R: Concise Statistical Description of a Vector, Matrix, Data...
describe
R Documentation
Concise Statistical Description of a Vector, Matrix, Data Frame, or Formula
Description
describe is a generic method that invokes describe.data.frame,
describe.matrix, describe.vector, or
describe.formula. describe.vector is the basic
function for handling a single variable.
This function determines whether the variable is character, factor,
category, binary, discrete numeric, and continuous numeric, and prints
a concise statistical summary according to each. A numeric variable is
deemed discrete if it has <= 10 unique values. In this case,
quantiles are not printed. A frequency table is printed
for any non-binary variable if it has no more than 20 unique
values. For any variable with at least 20 unique values, the 5 lowest
and highest values are printed. This behavior can be overriden for long
character variables with many levels using the listunique
parameter, to get a complete tabulation.
describe is especially useful for
describing data frames created by *.get, as labels, formats,
value labels, and (in the case of sas.get) frequencies of special
missing values are printed.
For a binary variable, the sum (number of 1's) and mean (proportion of
1's) are printed. If the first argument is a formula, a model frame
is created and passed to describe.data.frame. If a variable
is of class "impute", a count of the number of imputed values is
printed. If a date variable has an attribute partial.date
(this is set up by sas.get), counts of how many partial dates are
actually present (missing month, missing day, missing both) are also presented.

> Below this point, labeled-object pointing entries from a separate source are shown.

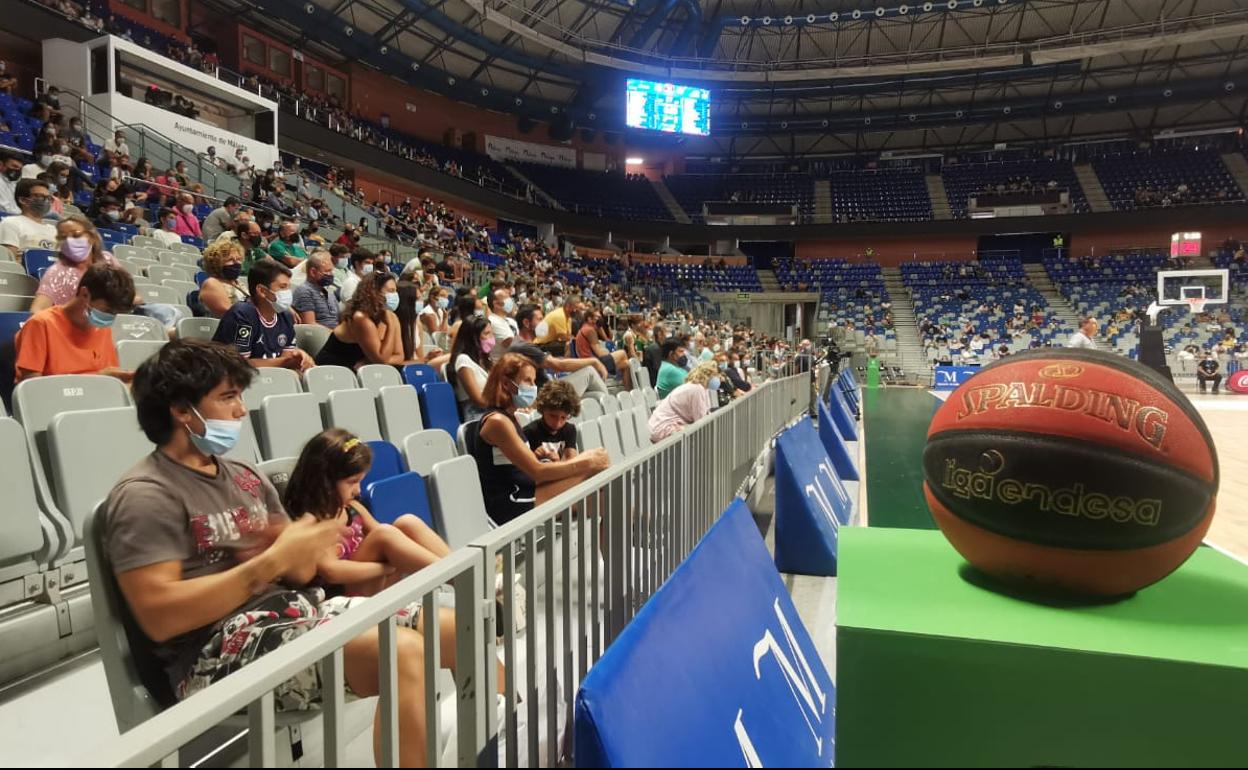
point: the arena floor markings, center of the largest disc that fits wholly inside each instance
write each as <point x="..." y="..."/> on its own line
<point x="896" y="428"/>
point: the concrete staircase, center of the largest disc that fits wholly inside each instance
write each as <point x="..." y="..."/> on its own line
<point x="1092" y="190"/>
<point x="1238" y="167"/>
<point x="823" y="201"/>
<point x="941" y="209"/>
<point x="1063" y="310"/>
<point x="669" y="200"/>
<point x="910" y="345"/>
<point x="537" y="191"/>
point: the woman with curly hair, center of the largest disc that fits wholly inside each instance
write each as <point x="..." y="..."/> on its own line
<point x="685" y="404"/>
<point x="221" y="290"/>
<point x="368" y="330"/>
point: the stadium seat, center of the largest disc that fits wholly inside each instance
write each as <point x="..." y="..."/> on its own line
<point x="18" y="285"/>
<point x="326" y="380"/>
<point x="397" y="496"/>
<point x="21" y="516"/>
<point x="590" y="408"/>
<point x="137" y="327"/>
<point x="610" y="429"/>
<point x="81" y="473"/>
<point x="398" y="409"/>
<point x="627" y="431"/>
<point x="287" y="422"/>
<point x="457" y="502"/>
<point x="377" y="376"/>
<point x="353" y="409"/>
<point x="132" y="352"/>
<point x="278" y="472"/>
<point x="438" y="407"/>
<point x="197" y="328"/>
<point x="419" y="373"/>
<point x="311" y="337"/>
<point x="589" y="436"/>
<point x="271" y="381"/>
<point x="424" y="449"/>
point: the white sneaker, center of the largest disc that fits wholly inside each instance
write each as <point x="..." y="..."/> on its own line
<point x="522" y="730"/>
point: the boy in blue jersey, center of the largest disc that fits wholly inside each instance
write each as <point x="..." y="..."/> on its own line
<point x="262" y="328"/>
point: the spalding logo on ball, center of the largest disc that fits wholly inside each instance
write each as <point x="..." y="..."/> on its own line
<point x="1080" y="471"/>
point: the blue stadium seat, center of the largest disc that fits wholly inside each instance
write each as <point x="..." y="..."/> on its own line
<point x="438" y="407"/>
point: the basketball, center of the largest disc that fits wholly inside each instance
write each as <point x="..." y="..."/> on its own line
<point x="1068" y="469"/>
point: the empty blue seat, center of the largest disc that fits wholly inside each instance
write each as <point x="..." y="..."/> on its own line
<point x="399" y="494"/>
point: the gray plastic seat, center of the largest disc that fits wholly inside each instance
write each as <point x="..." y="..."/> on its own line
<point x="311" y="337"/>
<point x="287" y="422"/>
<point x="610" y="429"/>
<point x="197" y="328"/>
<point x="398" y="408"/>
<point x="81" y="473"/>
<point x="35" y="402"/>
<point x="590" y="408"/>
<point x="132" y="352"/>
<point x="589" y="436"/>
<point x="356" y="411"/>
<point x="377" y="376"/>
<point x="322" y="381"/>
<point x="278" y="472"/>
<point x="18" y="285"/>
<point x="21" y="514"/>
<point x="627" y="433"/>
<point x="159" y="295"/>
<point x="640" y="426"/>
<point x="137" y="327"/>
<point x="160" y="272"/>
<point x="271" y="381"/>
<point x="457" y="503"/>
<point x="424" y="449"/>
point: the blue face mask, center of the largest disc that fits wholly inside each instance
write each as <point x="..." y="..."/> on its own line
<point x="100" y="320"/>
<point x="220" y="436"/>
<point x="524" y="396"/>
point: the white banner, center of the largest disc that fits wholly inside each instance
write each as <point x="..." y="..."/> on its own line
<point x="192" y="134"/>
<point x="509" y="150"/>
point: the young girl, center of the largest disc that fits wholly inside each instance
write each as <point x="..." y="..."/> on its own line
<point x="326" y="483"/>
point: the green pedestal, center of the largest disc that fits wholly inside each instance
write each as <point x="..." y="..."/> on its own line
<point x="872" y="373"/>
<point x="935" y="669"/>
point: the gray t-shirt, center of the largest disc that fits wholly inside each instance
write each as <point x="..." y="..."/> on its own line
<point x="162" y="511"/>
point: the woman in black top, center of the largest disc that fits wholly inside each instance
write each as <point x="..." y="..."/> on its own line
<point x="368" y="330"/>
<point x="512" y="477"/>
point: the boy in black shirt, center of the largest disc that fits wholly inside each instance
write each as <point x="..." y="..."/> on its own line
<point x="552" y="437"/>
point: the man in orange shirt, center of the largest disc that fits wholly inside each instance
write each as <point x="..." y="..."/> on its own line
<point x="75" y="338"/>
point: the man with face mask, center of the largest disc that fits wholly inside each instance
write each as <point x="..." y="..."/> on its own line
<point x="286" y="247"/>
<point x="30" y="230"/>
<point x="75" y="338"/>
<point x="262" y="328"/>
<point x="10" y="174"/>
<point x="316" y="301"/>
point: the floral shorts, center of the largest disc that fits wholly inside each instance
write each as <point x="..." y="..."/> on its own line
<point x="275" y="620"/>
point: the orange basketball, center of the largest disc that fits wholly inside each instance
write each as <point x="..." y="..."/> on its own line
<point x="1072" y="469"/>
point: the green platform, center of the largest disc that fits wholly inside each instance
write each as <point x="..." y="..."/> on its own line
<point x="935" y="669"/>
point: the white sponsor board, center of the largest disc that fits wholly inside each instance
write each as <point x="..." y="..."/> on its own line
<point x="509" y="150"/>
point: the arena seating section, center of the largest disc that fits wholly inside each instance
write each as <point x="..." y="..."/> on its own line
<point x="692" y="190"/>
<point x="1163" y="170"/>
<point x="964" y="181"/>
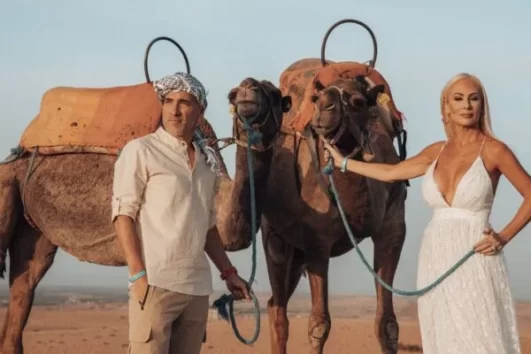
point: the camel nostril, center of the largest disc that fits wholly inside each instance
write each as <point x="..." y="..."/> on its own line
<point x="359" y="102"/>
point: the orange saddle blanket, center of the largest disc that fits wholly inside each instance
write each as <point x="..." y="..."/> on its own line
<point x="302" y="110"/>
<point x="92" y="119"/>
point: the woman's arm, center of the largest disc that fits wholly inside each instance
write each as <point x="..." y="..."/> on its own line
<point x="413" y="167"/>
<point x="510" y="167"/>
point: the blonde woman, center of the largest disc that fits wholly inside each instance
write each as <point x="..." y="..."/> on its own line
<point x="472" y="310"/>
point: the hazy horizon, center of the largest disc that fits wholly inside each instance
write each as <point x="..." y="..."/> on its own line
<point x="420" y="46"/>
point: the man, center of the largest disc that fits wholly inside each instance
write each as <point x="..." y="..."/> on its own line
<point x="164" y="215"/>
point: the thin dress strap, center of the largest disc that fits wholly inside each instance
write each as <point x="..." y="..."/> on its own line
<point x="482" y="143"/>
<point x="442" y="147"/>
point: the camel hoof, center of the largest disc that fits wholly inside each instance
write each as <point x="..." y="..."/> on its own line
<point x="391" y="334"/>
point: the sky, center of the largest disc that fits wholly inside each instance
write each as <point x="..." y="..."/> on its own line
<point x="421" y="45"/>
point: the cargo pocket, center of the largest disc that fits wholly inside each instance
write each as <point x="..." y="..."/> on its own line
<point x="140" y="317"/>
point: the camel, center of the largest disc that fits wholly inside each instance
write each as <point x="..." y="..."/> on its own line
<point x="300" y="223"/>
<point x="65" y="203"/>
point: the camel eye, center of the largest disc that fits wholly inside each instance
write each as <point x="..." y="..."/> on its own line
<point x="360" y="102"/>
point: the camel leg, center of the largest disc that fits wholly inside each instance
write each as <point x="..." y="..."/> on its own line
<point x="31" y="255"/>
<point x="284" y="265"/>
<point x="10" y="209"/>
<point x="387" y="248"/>
<point x="320" y="323"/>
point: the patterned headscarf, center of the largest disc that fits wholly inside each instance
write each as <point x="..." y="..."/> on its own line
<point x="181" y="82"/>
<point x="184" y="82"/>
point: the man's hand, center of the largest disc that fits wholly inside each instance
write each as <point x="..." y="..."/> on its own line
<point x="139" y="289"/>
<point x="238" y="287"/>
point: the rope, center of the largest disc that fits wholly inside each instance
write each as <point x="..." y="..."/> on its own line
<point x="228" y="300"/>
<point x="327" y="170"/>
<point x="14" y="154"/>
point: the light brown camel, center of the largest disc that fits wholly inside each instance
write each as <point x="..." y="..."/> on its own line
<point x="68" y="198"/>
<point x="301" y="226"/>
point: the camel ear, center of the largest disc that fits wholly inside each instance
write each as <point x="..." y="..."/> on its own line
<point x="318" y="85"/>
<point x="286" y="104"/>
<point x="232" y="94"/>
<point x="372" y="94"/>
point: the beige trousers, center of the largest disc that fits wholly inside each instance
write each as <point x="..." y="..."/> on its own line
<point x="167" y="323"/>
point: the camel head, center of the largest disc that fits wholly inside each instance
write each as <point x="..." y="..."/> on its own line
<point x="258" y="105"/>
<point x="342" y="109"/>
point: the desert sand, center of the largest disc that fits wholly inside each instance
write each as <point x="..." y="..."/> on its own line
<point x="90" y="328"/>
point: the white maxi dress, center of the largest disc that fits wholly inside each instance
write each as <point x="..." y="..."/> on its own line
<point x="471" y="311"/>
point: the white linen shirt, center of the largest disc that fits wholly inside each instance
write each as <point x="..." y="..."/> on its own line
<point x="172" y="206"/>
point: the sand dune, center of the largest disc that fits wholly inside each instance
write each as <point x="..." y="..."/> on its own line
<point x="102" y="328"/>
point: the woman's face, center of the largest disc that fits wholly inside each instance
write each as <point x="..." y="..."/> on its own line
<point x="464" y="104"/>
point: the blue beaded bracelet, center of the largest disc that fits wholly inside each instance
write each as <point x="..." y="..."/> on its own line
<point x="344" y="164"/>
<point x="137" y="276"/>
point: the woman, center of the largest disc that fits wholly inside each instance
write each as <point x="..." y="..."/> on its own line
<point x="472" y="310"/>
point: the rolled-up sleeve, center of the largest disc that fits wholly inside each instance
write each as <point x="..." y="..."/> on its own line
<point x="212" y="218"/>
<point x="130" y="177"/>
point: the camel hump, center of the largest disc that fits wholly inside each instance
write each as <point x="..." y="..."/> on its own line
<point x="293" y="82"/>
<point x="92" y="118"/>
<point x="300" y="84"/>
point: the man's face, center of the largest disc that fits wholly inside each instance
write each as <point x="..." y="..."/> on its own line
<point x="180" y="114"/>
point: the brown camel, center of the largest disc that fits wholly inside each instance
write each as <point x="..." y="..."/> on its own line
<point x="301" y="226"/>
<point x="65" y="202"/>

If a variable was created by the special-purpose function substi (which
substitutes values of a second variable if the first variable is NA),
the frequency table of substitutions is also printed.
For numeric variables, describe adds an item called Info
which is a relative information measure using the relative efficiency of
a proportional odds/Wilcoxon test on the variable relative to the same
test on a variable that has no ties. Info is related to how
continuous the variable is, and ties are less harmful the more untied
values there are. The formula for Info is one minus the sum of
the cubes of relative frequencies of values divided by one minus the
square of the reciprocal of the sample size. The lowest information
comes from a variable having only one unique values following by a
highly skewed binary variable. Info is reported to
two decimal places.
A latex method exists for converting the describe object to a
LaTeX file. For numeric variables having at least 20 unique values,
describe saves in its returned object the frequencies of 100
evenly spaced bins running from minimum observed value to the maximum.
latex inserts a spike histogram displaying these frequency counts
in the tabular material using the LaTeX picture environment. For
example output see
http://biostat.mc.vanderbilt.edu/wiki/pub/Main/Hmisc/counties.pdf.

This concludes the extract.